It’s that time of year again, we’re all a little stressed and it’s starting to show up on our skin. Stress comes in a number of different forms - physical, environmental, emotional and/or psychological - all of which can have an impact on our skin.
We know our mental health influences our complexion, but in order to understand how to get around or treat it, it's important to grasp the link between our skin and stress. Stress releases hormones in our system, such as cortisol, the chemical known to stimulate physiological responses in our bodies. An unexpected and excessive release of cortisol, due to stress, will disrupt other hormones, triggering an increase in sebum production, and consequently lead to sudden breakouts. While a good night’s sleep may be the cure for everyday stressors at work, the ongoing events of the past - almost 2 years, have disrupted life in more ways than one. With no discernible end to the pandemic in sight, it can seem essentially unattainable to cut stress out of our lives completely.
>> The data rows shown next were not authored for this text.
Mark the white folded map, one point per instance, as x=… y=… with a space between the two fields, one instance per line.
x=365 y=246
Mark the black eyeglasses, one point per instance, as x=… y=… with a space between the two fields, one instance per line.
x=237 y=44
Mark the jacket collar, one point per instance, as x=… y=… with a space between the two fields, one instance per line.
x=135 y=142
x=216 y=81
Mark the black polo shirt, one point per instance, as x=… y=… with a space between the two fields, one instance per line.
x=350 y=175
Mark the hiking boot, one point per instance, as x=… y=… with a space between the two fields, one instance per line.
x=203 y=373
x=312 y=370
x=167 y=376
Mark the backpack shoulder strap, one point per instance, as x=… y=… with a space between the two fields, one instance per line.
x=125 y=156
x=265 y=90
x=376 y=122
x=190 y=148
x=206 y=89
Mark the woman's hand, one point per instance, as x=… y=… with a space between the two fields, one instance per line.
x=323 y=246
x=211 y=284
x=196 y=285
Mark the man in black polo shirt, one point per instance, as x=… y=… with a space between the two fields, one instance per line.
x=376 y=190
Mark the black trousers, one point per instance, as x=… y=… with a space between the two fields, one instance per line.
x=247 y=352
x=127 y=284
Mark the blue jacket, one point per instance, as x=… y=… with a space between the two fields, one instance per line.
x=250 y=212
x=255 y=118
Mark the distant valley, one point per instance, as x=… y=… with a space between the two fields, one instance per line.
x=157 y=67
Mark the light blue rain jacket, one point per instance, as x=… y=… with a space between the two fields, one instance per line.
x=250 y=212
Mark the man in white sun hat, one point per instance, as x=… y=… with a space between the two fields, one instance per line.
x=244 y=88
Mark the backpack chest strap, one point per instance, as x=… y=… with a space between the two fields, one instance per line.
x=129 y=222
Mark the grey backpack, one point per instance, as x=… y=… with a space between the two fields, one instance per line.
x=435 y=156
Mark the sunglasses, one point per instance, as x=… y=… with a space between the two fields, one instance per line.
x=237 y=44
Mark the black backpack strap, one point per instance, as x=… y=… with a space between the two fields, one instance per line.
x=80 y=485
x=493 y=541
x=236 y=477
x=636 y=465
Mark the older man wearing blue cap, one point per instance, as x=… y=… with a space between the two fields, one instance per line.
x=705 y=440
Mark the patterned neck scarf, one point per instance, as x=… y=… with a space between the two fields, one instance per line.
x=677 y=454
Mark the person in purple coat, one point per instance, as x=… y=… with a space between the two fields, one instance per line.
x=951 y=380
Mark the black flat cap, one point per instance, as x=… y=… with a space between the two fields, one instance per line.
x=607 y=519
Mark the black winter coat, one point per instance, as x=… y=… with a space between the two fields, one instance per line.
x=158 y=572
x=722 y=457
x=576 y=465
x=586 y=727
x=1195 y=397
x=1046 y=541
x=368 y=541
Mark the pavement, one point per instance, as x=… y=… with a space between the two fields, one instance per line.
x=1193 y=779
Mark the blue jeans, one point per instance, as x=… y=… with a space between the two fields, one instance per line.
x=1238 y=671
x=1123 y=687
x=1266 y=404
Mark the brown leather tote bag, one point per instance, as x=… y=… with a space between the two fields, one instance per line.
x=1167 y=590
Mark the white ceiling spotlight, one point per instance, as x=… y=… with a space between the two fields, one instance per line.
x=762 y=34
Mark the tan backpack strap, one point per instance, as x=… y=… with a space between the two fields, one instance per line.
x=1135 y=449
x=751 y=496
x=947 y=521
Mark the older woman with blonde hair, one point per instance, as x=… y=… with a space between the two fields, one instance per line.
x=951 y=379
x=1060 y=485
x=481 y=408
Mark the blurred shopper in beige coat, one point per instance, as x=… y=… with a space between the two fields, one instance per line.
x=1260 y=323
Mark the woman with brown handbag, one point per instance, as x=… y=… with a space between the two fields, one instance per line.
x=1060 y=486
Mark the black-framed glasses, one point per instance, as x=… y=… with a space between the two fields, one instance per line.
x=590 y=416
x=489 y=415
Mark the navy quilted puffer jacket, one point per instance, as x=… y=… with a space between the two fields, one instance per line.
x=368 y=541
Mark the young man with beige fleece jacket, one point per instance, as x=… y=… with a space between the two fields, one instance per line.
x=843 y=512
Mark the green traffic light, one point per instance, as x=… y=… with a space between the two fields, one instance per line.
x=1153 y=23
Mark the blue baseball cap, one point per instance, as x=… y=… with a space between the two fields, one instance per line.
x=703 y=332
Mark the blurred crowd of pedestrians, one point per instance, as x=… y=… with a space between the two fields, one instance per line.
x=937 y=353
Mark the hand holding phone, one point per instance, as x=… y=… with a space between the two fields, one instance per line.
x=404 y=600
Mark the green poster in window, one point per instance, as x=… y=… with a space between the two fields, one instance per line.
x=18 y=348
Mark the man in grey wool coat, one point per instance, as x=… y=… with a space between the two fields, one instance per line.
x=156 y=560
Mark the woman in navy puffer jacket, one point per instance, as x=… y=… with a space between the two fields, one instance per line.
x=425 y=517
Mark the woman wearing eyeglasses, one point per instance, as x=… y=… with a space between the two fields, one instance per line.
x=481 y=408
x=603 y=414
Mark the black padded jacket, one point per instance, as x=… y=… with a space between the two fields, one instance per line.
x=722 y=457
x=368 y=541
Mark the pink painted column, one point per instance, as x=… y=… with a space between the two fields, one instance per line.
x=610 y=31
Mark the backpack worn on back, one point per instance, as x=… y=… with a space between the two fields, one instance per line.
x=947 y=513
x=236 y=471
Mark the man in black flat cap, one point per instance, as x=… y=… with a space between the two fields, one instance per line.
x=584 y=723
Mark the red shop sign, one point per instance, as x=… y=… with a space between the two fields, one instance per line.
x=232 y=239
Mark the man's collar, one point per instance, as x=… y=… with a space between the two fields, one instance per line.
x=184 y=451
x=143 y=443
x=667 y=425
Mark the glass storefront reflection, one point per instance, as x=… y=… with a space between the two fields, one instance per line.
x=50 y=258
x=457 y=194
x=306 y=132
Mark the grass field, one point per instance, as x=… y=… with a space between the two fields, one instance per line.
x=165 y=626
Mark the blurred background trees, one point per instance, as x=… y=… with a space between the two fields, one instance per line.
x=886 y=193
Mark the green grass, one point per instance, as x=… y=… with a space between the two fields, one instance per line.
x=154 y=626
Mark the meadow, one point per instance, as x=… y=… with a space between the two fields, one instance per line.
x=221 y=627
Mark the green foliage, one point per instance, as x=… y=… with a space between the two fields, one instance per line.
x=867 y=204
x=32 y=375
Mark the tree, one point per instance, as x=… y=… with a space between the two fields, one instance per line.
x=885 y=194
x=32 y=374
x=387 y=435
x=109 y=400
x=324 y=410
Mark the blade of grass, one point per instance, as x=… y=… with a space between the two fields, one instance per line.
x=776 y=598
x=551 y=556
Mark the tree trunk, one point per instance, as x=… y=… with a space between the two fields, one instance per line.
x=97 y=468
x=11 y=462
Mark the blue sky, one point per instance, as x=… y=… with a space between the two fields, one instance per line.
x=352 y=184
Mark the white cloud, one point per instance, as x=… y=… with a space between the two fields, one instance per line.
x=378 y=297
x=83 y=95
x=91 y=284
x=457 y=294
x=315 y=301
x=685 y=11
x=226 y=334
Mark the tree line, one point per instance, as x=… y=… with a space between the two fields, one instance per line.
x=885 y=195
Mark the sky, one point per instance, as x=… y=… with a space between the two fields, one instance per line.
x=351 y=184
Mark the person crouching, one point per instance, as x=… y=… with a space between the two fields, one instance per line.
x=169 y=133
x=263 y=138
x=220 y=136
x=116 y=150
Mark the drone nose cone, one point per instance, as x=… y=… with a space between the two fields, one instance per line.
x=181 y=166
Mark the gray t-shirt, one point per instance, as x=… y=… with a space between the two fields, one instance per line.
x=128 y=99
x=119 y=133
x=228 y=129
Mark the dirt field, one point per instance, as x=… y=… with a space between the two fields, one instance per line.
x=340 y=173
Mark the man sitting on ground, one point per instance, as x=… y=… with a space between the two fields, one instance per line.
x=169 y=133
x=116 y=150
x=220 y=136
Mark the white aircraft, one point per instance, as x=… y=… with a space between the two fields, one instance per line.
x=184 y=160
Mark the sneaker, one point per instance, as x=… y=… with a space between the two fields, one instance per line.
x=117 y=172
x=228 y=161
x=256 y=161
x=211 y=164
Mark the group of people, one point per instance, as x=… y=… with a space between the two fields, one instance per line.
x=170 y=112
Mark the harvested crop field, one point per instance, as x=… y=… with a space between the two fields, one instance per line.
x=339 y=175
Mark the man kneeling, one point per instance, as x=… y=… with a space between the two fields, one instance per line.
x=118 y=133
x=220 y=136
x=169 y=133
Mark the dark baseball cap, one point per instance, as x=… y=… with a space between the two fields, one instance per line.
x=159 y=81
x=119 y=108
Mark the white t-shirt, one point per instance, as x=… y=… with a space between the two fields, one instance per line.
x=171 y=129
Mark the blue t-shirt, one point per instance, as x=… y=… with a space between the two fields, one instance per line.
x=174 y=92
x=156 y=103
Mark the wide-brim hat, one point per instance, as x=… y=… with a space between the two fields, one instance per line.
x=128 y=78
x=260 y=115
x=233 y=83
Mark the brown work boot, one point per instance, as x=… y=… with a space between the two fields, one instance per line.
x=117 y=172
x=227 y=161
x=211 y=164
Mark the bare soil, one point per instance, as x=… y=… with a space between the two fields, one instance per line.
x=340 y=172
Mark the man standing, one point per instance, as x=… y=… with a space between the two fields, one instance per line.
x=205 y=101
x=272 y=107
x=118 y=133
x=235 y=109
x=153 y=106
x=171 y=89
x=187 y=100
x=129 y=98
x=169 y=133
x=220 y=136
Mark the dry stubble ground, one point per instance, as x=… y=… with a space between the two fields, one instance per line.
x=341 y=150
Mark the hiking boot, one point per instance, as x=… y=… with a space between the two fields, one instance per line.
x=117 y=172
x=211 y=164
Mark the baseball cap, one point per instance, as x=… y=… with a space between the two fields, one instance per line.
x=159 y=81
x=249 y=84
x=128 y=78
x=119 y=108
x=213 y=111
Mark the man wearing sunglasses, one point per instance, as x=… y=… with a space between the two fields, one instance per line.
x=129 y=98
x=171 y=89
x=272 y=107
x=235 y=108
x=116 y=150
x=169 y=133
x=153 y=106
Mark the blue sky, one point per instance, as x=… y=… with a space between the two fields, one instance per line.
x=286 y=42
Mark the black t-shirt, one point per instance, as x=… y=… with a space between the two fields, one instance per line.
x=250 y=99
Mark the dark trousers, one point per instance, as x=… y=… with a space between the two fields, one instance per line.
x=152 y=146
As the largest organ of the body, skin plays important barrier and immune functions, maintaining homeostasis between the external environment and internal tissues. Stress manifests on skin through the hypothalamic-pituitary-adrenal (HPA) axis, which spurs on a cascade of hormonal and immune responses in the body. This can cause a variety of reactions on your skin including the following:
Acne: An unanticipated spike in cortisol can also disrupt other hormones, causing an increase in sebum production, which may lead to breakouts. Not only this, but stress can interrupt the delicate balance between good and bad bacteria in the gut, thereby contributing to acne flare-ups.
Premature ageing: Stress can negatively impact the skin’s barrier function, which can contribute to trans-epidermal water loss, and the breakdown of collagen tissue, which consequently accelerates skin ageing.
Redness: A compromised immune system when facing stress is to blame for inflammation in both the skin and the body, exacerbating certain skin conditions like psoriasis, eczema, and atopic dermatitis. Nervous tendencies to pick, scratch or itch irritated skin when stressed only serves to further aggravate it, so try to find an alternative form of stress relief.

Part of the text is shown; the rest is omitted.